Basic Information on Company
Much information can be researched online about a company, and in some cases can be obtained for a small fee from companies that specialize in providing such information (make sure they are reputable). This would include data such as annual revenue and number of employees. If your product or service would be targeted at a specific area in a company, you might want to know how large that area is as well. For example if your product were meant for the sales force, how many salespeople are there? These steps should be established well at the beginning of your sales process.
Market Focus
Under this category is summated the data on how much of a player your prospect company is within its industry. What is their specific industry, and how long have they been in business? How much of a market leader are they? What is their range of products and/or services? What are their price ranges? Your CRM should be able to take such questions into account.

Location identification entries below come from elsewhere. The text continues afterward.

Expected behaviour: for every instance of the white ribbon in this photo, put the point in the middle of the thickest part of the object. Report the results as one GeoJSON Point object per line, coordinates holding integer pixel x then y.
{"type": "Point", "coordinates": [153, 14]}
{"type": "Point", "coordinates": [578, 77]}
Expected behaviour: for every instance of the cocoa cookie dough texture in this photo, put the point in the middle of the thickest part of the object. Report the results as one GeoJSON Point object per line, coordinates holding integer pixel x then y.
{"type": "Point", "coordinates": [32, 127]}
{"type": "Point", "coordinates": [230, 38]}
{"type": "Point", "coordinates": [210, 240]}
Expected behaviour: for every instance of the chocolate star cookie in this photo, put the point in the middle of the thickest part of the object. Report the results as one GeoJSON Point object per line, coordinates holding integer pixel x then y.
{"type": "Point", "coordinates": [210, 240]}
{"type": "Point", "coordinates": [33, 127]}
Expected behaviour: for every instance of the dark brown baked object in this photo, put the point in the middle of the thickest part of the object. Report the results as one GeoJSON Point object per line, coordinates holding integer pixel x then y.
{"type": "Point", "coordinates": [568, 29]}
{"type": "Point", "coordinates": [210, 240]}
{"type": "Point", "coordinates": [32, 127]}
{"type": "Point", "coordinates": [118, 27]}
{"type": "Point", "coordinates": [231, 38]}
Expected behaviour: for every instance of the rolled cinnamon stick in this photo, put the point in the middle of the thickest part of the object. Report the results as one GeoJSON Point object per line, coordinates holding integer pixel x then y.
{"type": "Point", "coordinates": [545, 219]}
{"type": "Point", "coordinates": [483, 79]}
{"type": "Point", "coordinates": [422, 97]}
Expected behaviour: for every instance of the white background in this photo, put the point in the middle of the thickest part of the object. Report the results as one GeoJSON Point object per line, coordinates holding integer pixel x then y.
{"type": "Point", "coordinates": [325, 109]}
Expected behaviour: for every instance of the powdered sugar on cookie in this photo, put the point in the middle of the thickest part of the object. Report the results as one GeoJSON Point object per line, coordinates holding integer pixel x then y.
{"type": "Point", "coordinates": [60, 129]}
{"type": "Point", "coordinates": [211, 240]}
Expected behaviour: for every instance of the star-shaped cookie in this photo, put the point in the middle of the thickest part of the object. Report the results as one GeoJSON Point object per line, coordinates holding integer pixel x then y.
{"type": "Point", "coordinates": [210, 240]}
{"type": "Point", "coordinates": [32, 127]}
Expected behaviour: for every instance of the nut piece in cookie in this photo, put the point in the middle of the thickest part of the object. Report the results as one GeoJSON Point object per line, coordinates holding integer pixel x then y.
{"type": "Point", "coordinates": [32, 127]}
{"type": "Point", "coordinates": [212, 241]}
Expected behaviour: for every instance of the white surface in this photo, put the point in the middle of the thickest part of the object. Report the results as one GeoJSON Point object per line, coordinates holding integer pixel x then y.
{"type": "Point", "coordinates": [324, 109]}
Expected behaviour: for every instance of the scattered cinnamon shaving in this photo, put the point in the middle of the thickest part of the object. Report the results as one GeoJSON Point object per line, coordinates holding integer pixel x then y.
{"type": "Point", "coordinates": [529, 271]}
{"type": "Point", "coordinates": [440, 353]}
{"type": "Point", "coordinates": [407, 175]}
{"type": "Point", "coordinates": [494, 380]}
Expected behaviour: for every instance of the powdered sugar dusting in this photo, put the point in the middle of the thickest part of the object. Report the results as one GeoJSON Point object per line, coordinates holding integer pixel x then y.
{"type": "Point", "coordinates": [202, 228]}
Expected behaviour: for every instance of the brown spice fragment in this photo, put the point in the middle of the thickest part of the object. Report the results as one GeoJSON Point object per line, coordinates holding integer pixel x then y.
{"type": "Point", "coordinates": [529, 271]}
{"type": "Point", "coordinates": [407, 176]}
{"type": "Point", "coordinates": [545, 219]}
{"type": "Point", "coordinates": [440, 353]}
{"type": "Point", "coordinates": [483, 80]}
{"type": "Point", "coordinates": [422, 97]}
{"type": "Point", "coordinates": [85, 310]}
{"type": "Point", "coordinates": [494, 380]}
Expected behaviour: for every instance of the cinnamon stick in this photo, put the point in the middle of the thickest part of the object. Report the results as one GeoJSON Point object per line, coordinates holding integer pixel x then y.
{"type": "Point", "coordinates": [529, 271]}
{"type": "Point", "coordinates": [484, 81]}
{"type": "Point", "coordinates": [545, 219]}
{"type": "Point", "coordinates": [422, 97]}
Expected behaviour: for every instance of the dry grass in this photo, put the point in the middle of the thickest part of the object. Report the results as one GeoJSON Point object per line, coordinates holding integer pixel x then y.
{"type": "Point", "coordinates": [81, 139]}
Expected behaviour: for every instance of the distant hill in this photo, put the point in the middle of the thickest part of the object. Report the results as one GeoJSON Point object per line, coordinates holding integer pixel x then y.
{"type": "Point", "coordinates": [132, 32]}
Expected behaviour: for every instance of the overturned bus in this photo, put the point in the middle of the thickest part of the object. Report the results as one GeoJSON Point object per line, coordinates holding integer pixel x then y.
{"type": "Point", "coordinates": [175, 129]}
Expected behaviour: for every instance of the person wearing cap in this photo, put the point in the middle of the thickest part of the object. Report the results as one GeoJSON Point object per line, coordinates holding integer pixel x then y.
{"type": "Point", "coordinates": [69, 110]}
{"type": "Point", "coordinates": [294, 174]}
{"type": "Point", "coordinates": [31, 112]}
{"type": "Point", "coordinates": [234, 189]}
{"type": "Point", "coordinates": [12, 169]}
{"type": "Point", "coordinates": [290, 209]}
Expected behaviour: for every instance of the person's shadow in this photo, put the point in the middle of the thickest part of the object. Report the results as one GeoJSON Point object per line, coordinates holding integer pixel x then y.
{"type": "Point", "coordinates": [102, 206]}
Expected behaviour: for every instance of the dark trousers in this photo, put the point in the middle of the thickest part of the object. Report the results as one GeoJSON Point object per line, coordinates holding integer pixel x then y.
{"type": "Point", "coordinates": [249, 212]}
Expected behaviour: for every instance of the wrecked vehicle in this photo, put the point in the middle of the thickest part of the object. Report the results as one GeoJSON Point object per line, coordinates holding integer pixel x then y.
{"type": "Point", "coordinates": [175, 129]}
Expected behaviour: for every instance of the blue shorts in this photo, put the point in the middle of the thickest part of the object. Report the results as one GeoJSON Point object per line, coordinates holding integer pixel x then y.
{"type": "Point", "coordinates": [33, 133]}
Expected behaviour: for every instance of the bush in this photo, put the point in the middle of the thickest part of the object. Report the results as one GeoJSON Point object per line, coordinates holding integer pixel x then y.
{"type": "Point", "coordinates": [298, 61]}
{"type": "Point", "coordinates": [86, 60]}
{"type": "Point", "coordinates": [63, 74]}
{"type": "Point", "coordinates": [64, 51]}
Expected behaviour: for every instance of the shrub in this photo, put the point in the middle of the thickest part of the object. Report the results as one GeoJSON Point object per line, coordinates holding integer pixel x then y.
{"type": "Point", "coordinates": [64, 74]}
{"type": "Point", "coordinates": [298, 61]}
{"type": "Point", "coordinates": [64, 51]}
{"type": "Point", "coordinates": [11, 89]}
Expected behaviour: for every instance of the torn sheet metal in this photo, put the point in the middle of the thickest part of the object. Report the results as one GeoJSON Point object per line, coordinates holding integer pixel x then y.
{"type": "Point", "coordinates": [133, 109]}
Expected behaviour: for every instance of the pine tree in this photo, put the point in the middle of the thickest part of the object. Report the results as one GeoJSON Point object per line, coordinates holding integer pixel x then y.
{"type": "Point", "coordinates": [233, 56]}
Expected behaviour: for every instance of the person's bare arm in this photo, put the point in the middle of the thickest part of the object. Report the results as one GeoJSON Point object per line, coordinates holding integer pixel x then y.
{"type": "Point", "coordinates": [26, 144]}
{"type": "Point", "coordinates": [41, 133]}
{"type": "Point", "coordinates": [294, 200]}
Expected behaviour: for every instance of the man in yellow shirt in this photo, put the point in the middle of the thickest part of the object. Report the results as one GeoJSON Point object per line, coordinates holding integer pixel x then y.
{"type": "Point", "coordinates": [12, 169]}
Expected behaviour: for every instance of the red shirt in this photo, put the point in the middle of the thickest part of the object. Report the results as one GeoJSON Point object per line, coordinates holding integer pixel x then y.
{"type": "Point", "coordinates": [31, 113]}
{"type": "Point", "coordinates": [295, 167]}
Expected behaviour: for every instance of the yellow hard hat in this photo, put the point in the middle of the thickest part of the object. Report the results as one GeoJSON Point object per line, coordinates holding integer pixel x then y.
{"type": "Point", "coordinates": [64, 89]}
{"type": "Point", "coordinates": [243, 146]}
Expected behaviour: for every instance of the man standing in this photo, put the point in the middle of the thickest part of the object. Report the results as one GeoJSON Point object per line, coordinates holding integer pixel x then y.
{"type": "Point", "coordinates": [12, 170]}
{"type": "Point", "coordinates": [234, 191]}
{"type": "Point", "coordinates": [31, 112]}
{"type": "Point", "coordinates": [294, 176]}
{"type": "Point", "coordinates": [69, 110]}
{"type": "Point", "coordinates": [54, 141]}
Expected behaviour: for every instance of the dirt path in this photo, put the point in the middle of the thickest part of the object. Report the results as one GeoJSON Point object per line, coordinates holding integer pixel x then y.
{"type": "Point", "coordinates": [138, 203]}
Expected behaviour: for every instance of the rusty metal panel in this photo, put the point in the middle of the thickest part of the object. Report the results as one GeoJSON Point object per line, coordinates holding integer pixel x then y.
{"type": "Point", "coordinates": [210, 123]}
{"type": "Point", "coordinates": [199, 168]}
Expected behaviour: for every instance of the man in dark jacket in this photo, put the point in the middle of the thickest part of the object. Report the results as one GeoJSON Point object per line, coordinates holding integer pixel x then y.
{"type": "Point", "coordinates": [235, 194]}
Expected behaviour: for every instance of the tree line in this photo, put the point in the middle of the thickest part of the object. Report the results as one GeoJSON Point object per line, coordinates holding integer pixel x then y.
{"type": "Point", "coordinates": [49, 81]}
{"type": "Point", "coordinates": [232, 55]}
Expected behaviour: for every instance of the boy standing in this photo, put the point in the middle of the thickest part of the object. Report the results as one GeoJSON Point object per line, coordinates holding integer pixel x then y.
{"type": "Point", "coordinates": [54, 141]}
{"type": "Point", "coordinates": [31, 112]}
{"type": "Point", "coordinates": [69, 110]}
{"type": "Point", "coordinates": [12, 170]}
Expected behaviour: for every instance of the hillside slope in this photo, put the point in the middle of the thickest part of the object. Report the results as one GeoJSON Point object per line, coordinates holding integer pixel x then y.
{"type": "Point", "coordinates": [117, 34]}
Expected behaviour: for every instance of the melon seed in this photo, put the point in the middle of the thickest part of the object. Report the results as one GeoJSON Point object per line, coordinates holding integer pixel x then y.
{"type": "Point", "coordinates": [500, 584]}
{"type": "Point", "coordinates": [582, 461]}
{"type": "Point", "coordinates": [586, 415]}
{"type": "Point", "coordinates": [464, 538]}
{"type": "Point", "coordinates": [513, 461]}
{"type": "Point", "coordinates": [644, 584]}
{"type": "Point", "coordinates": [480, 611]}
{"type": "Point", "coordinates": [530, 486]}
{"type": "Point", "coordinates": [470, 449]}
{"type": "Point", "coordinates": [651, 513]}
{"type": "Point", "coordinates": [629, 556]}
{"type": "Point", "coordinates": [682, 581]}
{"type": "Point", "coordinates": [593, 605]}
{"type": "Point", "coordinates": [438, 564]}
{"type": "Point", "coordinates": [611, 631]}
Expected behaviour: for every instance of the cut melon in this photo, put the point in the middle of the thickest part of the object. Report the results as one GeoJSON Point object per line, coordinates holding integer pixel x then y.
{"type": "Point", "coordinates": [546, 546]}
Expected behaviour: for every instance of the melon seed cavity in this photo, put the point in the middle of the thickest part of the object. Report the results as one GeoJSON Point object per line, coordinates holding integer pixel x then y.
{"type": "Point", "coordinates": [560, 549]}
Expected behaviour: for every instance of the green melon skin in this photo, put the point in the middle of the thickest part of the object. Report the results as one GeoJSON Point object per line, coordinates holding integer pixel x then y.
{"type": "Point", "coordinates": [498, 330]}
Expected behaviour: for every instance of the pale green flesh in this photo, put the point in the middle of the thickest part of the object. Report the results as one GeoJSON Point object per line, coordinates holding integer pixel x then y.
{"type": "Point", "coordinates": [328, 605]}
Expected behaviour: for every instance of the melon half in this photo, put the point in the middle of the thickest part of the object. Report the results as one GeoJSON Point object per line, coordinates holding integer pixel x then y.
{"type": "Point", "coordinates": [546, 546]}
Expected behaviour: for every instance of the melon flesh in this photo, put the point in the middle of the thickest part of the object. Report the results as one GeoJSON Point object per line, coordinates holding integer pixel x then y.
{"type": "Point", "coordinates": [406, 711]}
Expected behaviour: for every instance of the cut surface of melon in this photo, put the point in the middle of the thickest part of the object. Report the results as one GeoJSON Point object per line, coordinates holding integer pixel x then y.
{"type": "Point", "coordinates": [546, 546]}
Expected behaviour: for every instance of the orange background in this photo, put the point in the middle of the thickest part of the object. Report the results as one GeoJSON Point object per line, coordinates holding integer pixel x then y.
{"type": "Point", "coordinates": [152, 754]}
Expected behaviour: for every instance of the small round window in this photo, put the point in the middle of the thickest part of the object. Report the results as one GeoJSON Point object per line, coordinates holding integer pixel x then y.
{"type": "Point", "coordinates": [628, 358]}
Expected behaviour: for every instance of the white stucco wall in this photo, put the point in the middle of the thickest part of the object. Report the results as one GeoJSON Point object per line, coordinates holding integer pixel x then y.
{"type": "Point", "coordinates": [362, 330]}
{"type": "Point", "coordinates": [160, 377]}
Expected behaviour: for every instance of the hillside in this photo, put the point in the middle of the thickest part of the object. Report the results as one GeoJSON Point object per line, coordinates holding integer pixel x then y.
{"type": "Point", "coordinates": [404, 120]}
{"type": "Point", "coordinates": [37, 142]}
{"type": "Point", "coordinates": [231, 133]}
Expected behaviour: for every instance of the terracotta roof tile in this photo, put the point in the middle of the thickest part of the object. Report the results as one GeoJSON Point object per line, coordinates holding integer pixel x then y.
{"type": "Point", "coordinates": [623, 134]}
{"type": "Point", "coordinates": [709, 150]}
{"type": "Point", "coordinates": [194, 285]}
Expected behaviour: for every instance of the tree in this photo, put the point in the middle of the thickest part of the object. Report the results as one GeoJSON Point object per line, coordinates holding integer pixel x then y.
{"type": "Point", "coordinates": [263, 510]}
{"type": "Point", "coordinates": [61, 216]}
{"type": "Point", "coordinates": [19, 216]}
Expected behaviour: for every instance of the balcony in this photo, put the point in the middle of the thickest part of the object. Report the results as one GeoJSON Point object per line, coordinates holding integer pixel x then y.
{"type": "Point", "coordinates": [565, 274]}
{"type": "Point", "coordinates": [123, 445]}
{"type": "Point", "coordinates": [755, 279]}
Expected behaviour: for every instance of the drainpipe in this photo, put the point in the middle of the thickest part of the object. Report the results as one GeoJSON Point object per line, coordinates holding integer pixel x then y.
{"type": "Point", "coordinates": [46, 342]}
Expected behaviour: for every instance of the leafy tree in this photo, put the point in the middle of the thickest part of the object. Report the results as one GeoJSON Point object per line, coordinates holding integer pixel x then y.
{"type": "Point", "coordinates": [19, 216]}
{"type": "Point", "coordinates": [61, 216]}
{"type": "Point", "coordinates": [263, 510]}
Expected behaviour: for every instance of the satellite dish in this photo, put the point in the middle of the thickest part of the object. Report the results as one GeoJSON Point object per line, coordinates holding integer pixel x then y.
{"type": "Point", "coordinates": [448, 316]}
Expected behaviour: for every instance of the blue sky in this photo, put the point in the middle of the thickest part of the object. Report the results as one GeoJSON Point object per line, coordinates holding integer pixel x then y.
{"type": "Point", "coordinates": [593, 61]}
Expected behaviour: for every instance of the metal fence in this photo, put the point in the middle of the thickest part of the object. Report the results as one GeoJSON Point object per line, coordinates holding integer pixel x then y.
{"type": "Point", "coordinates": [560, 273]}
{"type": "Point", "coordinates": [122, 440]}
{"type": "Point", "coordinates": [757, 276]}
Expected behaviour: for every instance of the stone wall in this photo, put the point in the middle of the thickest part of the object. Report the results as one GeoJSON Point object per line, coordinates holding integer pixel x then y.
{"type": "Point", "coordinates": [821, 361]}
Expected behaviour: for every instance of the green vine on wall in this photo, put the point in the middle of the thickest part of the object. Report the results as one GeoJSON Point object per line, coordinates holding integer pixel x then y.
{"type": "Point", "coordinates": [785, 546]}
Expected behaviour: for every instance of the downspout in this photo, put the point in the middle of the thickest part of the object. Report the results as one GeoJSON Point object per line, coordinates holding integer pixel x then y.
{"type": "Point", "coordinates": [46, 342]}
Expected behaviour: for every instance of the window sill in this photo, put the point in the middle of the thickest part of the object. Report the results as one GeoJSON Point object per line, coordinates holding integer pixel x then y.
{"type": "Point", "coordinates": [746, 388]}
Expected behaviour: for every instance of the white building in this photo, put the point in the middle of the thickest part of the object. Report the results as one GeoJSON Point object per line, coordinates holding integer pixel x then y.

Such information will give you an idea of how important that company is within its area of business—and will clue you in on how important a customer they could be for your company.
Business Reach
Companies can have vastly different reaches within an industry. Are you dealing with worldwide company headquarters of an organization with no other existing branches? Or is your contact within a local office of a company that has such branches all over the world?
“Branches” can also be categorized as “partners”—in other words, many companies do business through local distributors throughout the world. In many cases that would be virtually the same as having branch offices in multiple locations.
Sometimes, of course, if a company is doing great business in the virtual space, having branch offices would be a moot point. But such data can be included in your overall analysis of the company so it is taken into account in sales strategies.
Account Profiler Tool for Sales Pipeline Management
There is a highly useful free account profiler tool available that includes full demographic information, which can be used in the evaluation of any opportunity. It includes the factors enumerated above.
This tool also includes a full psychograpic profile for each contact you make at the target company. It allows the sales rep to record observations about the company culture, the contact’s role in the buying process, the contact’s preferred method of communication, their attitude about new technology adaption, their potential attitude toward your product or service, and other factors.
In addition there is a section on buying behavior which assists you in detailing the company’s buying patterns. It takes into account the decision-making process, the purchase approval line, and other factors.
Fully profiling your potential account as part of sales pipeline management can go a long way to assessing opportunity risk right from the beginning.